2715 Work and temperance - and 74 years a missionary in Japan
austraLasia #2715

Work and temperance - and 74 years a missionary in Japan

BEPPU: 15 September 2010 -- Move over, Vincent Cimatti, and make a little room for your faithful companion Francis Drohan, and perhaps there's a little work still to be done in paradise?
     Let's hear from Fr Cipriani, Provincial in Japan as he returns from the funeral rites of this faithful missionary, 71 years in Japan.
  
     "Yesterday we bade good bye to Fr Drohan. The church in Beppu was filled with Salesians, Salesian Sisters, Caritas sisters, Cooperators and friends.
He had been hospitalized in May in Miyazaki  and though he had brief moments of getting better, he never recovered completely. At the end of August, (he could not stay any longer in the hospital since the 3 month period had passed, he was sent to the Home for the elderly in Beppu ( some 200km from Miyazaki).  The house  at Miyazaki installed an elevator, to have him back.
    He was happy to be together
again with the confreres, but day by day his health got weaker and weaker. He no longer could take food. It was on Sunday morning, 12 September, at 9:35 that he left for paradise. He was 91.
    The confreres of the house had just finished Sunday mass in the chapel just in front of his room. I received the news just minutes before starting the First Mass of the newly ordained priest. Fr Kitagawa, in Chofu. I was able to let the confreres know the sad news and have a memento in the mass.

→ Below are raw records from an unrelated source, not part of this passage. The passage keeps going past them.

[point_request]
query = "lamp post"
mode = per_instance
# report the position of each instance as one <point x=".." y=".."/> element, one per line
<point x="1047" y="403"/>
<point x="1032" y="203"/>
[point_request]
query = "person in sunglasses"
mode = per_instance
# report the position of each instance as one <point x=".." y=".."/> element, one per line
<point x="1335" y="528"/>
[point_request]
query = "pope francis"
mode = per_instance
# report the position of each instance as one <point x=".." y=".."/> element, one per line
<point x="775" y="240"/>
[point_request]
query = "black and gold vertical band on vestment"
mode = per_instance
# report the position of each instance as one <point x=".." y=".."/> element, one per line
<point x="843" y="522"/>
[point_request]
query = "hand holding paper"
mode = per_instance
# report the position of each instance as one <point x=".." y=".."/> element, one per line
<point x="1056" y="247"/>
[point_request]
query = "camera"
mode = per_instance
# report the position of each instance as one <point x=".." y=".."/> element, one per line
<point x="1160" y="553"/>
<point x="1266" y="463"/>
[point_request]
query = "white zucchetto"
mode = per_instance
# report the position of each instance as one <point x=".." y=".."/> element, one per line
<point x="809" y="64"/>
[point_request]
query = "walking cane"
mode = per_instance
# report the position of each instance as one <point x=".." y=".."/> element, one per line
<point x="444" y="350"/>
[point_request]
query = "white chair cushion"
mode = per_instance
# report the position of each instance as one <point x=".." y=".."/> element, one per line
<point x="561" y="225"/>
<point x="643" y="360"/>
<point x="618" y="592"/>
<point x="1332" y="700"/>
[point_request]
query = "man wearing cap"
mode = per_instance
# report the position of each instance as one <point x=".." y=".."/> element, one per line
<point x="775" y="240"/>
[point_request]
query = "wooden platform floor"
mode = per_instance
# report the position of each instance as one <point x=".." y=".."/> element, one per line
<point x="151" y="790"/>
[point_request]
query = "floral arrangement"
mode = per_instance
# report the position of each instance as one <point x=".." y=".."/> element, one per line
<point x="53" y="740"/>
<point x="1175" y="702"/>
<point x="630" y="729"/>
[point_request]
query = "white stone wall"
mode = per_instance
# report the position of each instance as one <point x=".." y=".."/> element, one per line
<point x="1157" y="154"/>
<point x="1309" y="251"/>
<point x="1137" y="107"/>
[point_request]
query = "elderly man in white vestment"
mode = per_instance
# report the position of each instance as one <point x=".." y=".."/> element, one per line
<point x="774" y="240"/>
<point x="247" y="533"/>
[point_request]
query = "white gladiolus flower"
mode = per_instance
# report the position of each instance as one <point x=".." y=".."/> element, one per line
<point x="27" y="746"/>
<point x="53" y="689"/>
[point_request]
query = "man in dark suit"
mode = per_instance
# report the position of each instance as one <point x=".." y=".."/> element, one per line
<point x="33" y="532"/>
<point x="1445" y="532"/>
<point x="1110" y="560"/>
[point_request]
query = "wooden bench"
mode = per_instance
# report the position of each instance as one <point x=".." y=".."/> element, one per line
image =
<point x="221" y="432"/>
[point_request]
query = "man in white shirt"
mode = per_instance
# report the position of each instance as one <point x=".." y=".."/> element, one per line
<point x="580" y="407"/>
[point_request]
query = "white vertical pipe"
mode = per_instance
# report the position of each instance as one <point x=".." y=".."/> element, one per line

    Fr Drohan arrived in Japan in November 1936 at the age of 17. He had made his first profession in the same year in the novitiate at Oxford. At first he was at the studentate in Tokyo where he studied and at the same time helped in the nearby technical school ( printing, tailaoring  etc ). At his renewal of vows in 1939, underneath his letter of request, the Rector had written: ‘Si e’ comportato bene: Ama il lavoro’. I think this is a note that describes best the life of Fr Francis: He was a hard ‘worker’: as a priest, a teacher, a translator, a linguist and a skilled carpenter.
    In 1941, months before the start of the war, he was sent to Australia to study theology. He had to remain there until after the war. He was ordained in Melbourne in 1946. (He returned to Australia many years later for a brief spell, teaching in Adelaide, amongst other things).
    He returned to Japan in 1953 and was assigned to the school at Miyazaki. He worked hard. Unfortunately his health deteriorated. He contracted TB and had to spend some years in hospital; during his convalescence he acted as chaplain to the FMA in Yamanaka, a place very near Mt Fuji. He was back in Ireland for 2-3 years and again in Japan in Meguro Salesian junior High School. After two years there he went to Osaka where he spent a further five years, giving a very great impulse to the study of English ( it was a time when the Japanese were very eager to learn English). He started the Language Laboratory: one of the first in the Salesian schools,  reaping great successes. Everyone recognized his high professionalism and at the same time his closeness with the other teachers and the students. He was very demanding but never harsh. He knew how to wait for the right time for the individual student.Then, after five years in Australia, in 1976 he spent a little time at the Catacombs of St Callisutus in Rome, and after a brief stay in Ireland returned to Japan in November 1980, first in Osaka, until the retirement year for school, 65 and then to Miyazaki where he spent the last twenty six year. 'L’anima silenziosa della casa' (the silent soul of the community). He was the first into the chapel in the morning, served the communities of the Caritas Sisters as a chaplain for Mass, benediction , confessions. He was  confessor both for the confreres of the house and for all priests and religious of the area.
    Work and temperance marked him out. He kept always doing things. One of his most rewarding work were the many translations he did. He translated the most important documents of the Caritas sisters from Japanese/Italian into English. They are a treasure for the future of the Sisters since English is ever more used as a common language. He also translated many articles and books from English/Italian/French into Japanese for the Salesians and the Salesian family, the main ones being Petite vie de Don Bosco, Robert Schiele’; 'A metà con don Bosco' the life of Fr Rua by Guido Favini and the Lives of Salesian Family Saints. This last has been published in a 10 booklet series.
    We are very grateful to the Irish Province and the Congregation for having sent us a so great missionary. Thank you Fr Drohan. Pray for us all from Paradise".